Gold Nanoparticles Dance to the Beat of Light
In this work, the team developed a DNA-coated gold nanoparticle system that exhibits oscillatory hydrodynamic flows in response to non-periodic light. The system uses hierarchical feedback loops and thermal hysteresis to create self-oscillating patterns, offering a new approach to nanoscale dynamic behaviors with potential applications in light-powered technology and machinery.
Original publication: Choreographing Oscillatory Hydrodynamics with DNA-Coated Gold Nanoparticles
Figure: Thermosensitive hybridization of DNA-based ligands controls the reversible assembly of nanoparticles, setting conditions for oscillatory convection at the macro scale. The oscillations originate from temperature-dependent changes in the buoyancy of the dispersion, leading to organized convective flows.
Just like a heart beating rhythmically, living things often show repeating patterns in response to steady inputs. Such a rhythmic behaviours found in nature remains a challenge for synthetic systems.
A group of researchers led by Marek Grzelczak have engineered a novel nanosystem using DNA-coated gold nanoparticles that exhibits oscillatory hydrodynamic flows when exposed to a continuous, non-periodic light source. This behaviour arises from a hierarchical response where light-induced heating triggers reversible DNA hybridisation, leading to nanoparticle aggregation and dispersion. The system employs slow aggregation as positive feedback and rapid photothermal disassembly as negative feedback, with thermal hysteresis introducing a crucial time delay. This combination of asymmetric feedback loops and time delay orchestrates the observed oscillating patterns in the nanoparticle dispersion, demonstrating a unique approach to creating self-oscillating systems at the nanoscale.

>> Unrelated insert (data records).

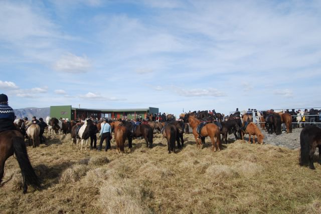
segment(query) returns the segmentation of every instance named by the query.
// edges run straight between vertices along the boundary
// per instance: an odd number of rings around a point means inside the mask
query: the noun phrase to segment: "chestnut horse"
[[[319,160],[321,164],[321,129],[315,126],[306,126],[300,134],[300,165],[309,166],[311,170],[315,170],[313,164],[313,156],[316,147],[319,148]]]
[[[176,126],[167,122],[164,128],[163,136],[167,139],[167,146],[169,154],[171,154],[171,151],[176,153],[175,149],[175,140],[176,140],[176,135],[177,130]]]
[[[281,122],[284,123],[286,127],[286,133],[292,133],[292,116],[288,113],[279,112]]]
[[[27,184],[38,188],[40,186],[28,158],[25,144],[25,137],[18,130],[8,130],[0,132],[0,184],[4,176],[5,162],[15,154],[21,169],[23,178],[23,192],[26,193]]]
[[[201,140],[200,140],[199,134],[197,132],[197,128],[201,123],[201,121],[197,120],[194,113],[187,114],[185,117],[188,118],[190,126],[193,128],[193,134],[194,135],[197,147],[201,148]],[[213,144],[213,151],[220,151],[222,147],[221,142],[221,134],[220,128],[214,124],[206,124],[201,131],[201,137],[209,136]]]
[[[40,138],[39,138],[40,126],[39,125],[34,124],[31,121],[26,120],[25,122],[25,126],[26,133],[28,136],[29,146],[32,145],[33,148],[39,146],[40,144]]]
[[[260,144],[263,144],[263,139],[264,138],[259,128],[253,122],[250,122],[245,129],[244,134],[249,134],[249,144],[251,144],[251,136],[253,136],[253,144],[255,144],[255,136],[257,138],[257,142]]]

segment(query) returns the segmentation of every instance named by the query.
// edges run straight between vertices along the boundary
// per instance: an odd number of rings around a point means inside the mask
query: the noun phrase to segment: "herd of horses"
[[[286,126],[286,132],[290,133],[291,129],[291,116],[287,113],[275,113],[268,111],[263,112],[261,122],[264,124],[268,133],[281,133],[281,124],[284,123]],[[200,120],[200,117],[202,117]],[[154,130],[158,130],[162,134],[168,142],[169,153],[176,152],[176,142],[177,148],[184,148],[184,140],[183,133],[189,130],[189,126],[193,130],[196,142],[197,147],[201,148],[205,142],[205,138],[209,137],[211,140],[213,152],[219,152],[223,149],[222,142],[227,143],[228,134],[234,134],[235,138],[243,138],[244,134],[249,134],[248,142],[250,143],[251,136],[253,136],[253,144],[255,143],[255,136],[257,138],[258,142],[263,144],[264,136],[261,132],[256,124],[252,122],[252,116],[250,114],[245,114],[242,118],[238,116],[230,116],[226,121],[220,118],[216,118],[213,121],[202,121],[209,119],[206,114],[197,114],[193,112],[184,114],[181,120],[170,120],[168,121],[158,122],[148,122],[146,124],[135,125],[126,120],[111,121],[110,124],[112,130],[114,132],[114,139],[116,150],[120,154],[124,152],[125,140],[128,140],[129,148],[132,148],[133,138],[142,137],[146,144],[146,147],[152,148],[153,134]],[[91,126],[97,126],[100,128],[100,124],[95,125],[90,118],[86,119],[83,122],[72,123],[63,122],[56,118],[46,118],[49,125],[48,129],[58,133],[59,130],[65,134],[70,133],[71,136],[73,148],[77,144],[77,148],[81,145],[82,150],[85,144],[85,150],[89,138],[89,132]],[[23,122],[26,128],[26,134],[28,136],[29,145],[33,146],[39,146],[39,126],[36,124],[30,124],[30,122],[24,122],[20,120],[15,121],[17,128],[21,127]],[[65,124],[65,125],[64,125]],[[221,138],[222,136],[222,138]],[[321,164],[321,128],[314,126],[306,126],[302,129],[300,136],[301,146],[299,164],[301,166],[308,166],[310,168],[314,169],[313,166],[313,154],[316,147],[319,148],[319,160]],[[8,130],[0,132],[0,184],[4,173],[4,166],[6,160],[11,156],[15,154],[23,178],[23,192],[27,192],[28,185],[31,184],[37,188],[40,186],[40,182],[35,173],[29,160],[25,136],[18,130]]]

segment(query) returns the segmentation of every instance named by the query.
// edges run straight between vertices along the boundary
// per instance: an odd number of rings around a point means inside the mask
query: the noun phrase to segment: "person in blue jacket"
[[[98,147],[98,148],[97,149],[98,151],[101,150],[102,143],[105,139],[106,139],[106,147],[105,147],[105,152],[106,152],[108,148],[110,149],[111,148],[110,146],[111,128],[110,127],[109,124],[107,122],[107,119],[104,119],[103,121],[103,124],[101,125],[101,130],[100,130],[100,133],[99,134],[100,142],[99,143],[99,147]]]
[[[14,124],[15,112],[8,105],[7,95],[0,94],[0,132],[9,130],[17,130]]]

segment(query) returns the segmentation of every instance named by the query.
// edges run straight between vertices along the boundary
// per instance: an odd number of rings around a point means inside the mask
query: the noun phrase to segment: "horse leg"
[[[317,160],[317,162],[319,164],[321,164],[321,145],[318,146],[319,148],[319,160]]]
[[[5,172],[5,162],[7,160],[6,156],[0,156],[0,184],[2,181],[2,178],[4,177],[4,173]]]
[[[313,143],[311,144],[311,148],[310,149],[310,152],[309,153],[309,160],[310,161],[309,167],[311,170],[315,170],[314,166],[313,164],[313,155],[315,152],[316,147],[313,146]]]

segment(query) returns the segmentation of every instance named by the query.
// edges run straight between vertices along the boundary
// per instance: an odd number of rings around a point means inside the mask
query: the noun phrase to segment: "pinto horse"
[[[243,120],[243,126],[245,124],[245,122],[253,122],[253,116],[251,114],[245,114],[242,116],[242,120]]]
[[[116,148],[118,153],[125,152],[125,142],[128,134],[128,128],[123,124],[119,124],[114,129],[115,132],[115,141],[116,141]]]
[[[177,130],[176,126],[173,124],[166,122],[163,129],[163,136],[167,139],[167,146],[169,154],[171,154],[171,151],[176,153],[175,149],[175,140],[176,140],[176,135]]]
[[[292,133],[292,116],[288,113],[280,112],[281,122],[284,123],[286,128],[286,133]]]
[[[56,134],[58,133],[60,130],[62,128],[62,122],[56,118],[52,118],[50,119],[50,124]]]
[[[313,164],[313,156],[316,147],[319,148],[319,160],[321,164],[321,129],[315,126],[305,126],[300,134],[300,165],[309,166],[315,170]]]
[[[28,184],[40,187],[38,178],[31,166],[27,152],[24,136],[18,130],[0,132],[0,184],[4,176],[5,162],[15,154],[21,169],[23,178],[23,192],[27,192]]]
[[[189,120],[190,126],[193,128],[193,134],[195,138],[197,147],[201,148],[201,141],[200,140],[200,134],[197,132],[197,128],[201,123],[201,121],[197,120],[193,113],[188,114],[185,115]],[[221,134],[220,128],[214,124],[207,124],[204,126],[201,132],[201,137],[209,136],[213,144],[213,151],[220,151],[222,146],[221,142]]]
[[[244,132],[244,134],[249,134],[249,144],[251,144],[251,136],[253,136],[253,144],[255,144],[255,136],[257,138],[257,142],[260,144],[263,144],[263,139],[264,138],[260,130],[253,122],[250,122]]]
[[[162,128],[163,128],[163,125],[161,122],[151,122],[148,121],[147,123],[147,124],[151,127],[151,128],[153,130],[158,130],[160,132],[162,130]]]
[[[71,144],[73,148],[74,144],[76,143],[77,140],[77,148],[79,148],[79,142],[81,142],[80,150],[82,150],[84,142],[85,143],[85,150],[87,150],[87,144],[89,138],[89,132],[91,126],[94,126],[92,120],[90,119],[85,120],[83,125],[74,126],[71,130]]]

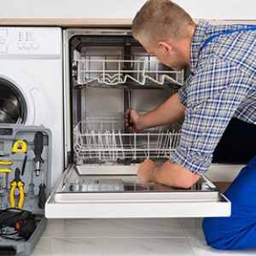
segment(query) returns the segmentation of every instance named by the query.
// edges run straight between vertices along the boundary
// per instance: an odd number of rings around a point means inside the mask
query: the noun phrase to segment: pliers
[[[0,160],[0,166],[4,166],[4,167],[6,166],[11,166],[12,164],[13,164],[12,161],[3,161],[3,160]],[[9,173],[9,172],[12,172],[12,170],[9,169],[9,168],[7,168],[7,167],[4,168],[4,169],[0,168],[0,172]]]
[[[20,178],[20,171],[19,168],[15,169],[15,177],[10,183],[11,189],[9,194],[9,203],[11,207],[15,207],[15,192],[18,188],[20,192],[20,199],[18,202],[18,208],[21,209],[24,202],[24,183]]]

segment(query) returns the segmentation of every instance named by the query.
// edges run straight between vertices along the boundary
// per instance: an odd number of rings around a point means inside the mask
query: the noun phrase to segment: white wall
[[[1,18],[133,18],[146,0],[0,0]],[[176,0],[194,19],[256,20],[255,0]]]

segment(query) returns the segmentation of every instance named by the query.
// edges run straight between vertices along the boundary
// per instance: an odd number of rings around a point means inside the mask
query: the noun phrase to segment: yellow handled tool
[[[11,166],[13,164],[12,161],[3,161],[0,160],[0,166]]]
[[[15,207],[15,192],[19,189],[20,199],[18,202],[18,208],[21,209],[24,202],[24,183],[20,178],[20,171],[19,168],[15,170],[15,177],[10,183],[11,189],[9,193],[9,203],[11,207]]]
[[[13,153],[26,153],[26,143],[22,140],[15,141],[13,145]]]
[[[0,169],[0,173],[9,173],[9,172],[12,172],[12,170],[11,169]]]

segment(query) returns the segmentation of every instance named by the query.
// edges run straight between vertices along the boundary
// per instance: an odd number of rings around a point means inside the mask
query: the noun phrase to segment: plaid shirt
[[[209,170],[212,153],[230,119],[256,125],[256,31],[211,36],[245,25],[200,21],[191,44],[191,74],[179,90],[186,106],[179,146],[172,161],[193,173]]]

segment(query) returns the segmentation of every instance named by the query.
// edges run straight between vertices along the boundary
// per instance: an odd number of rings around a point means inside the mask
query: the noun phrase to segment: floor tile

These findings demonstrate that a hierarchical design, where molecular interactions at the nanoscale govern nanoparticle assembly, can be translated into millimetre-scale oscillating fluid flows. From a broader perspective, this work shows how simple components at the nanoscale can be programmed to create complex, dynamic behaviours, mimicking some of the rhythmic phenomena seen in living systems. By understanding and controlling self-oscillating systems, one can potentially develop new technologies, for example, in light-powered pumps and machinery.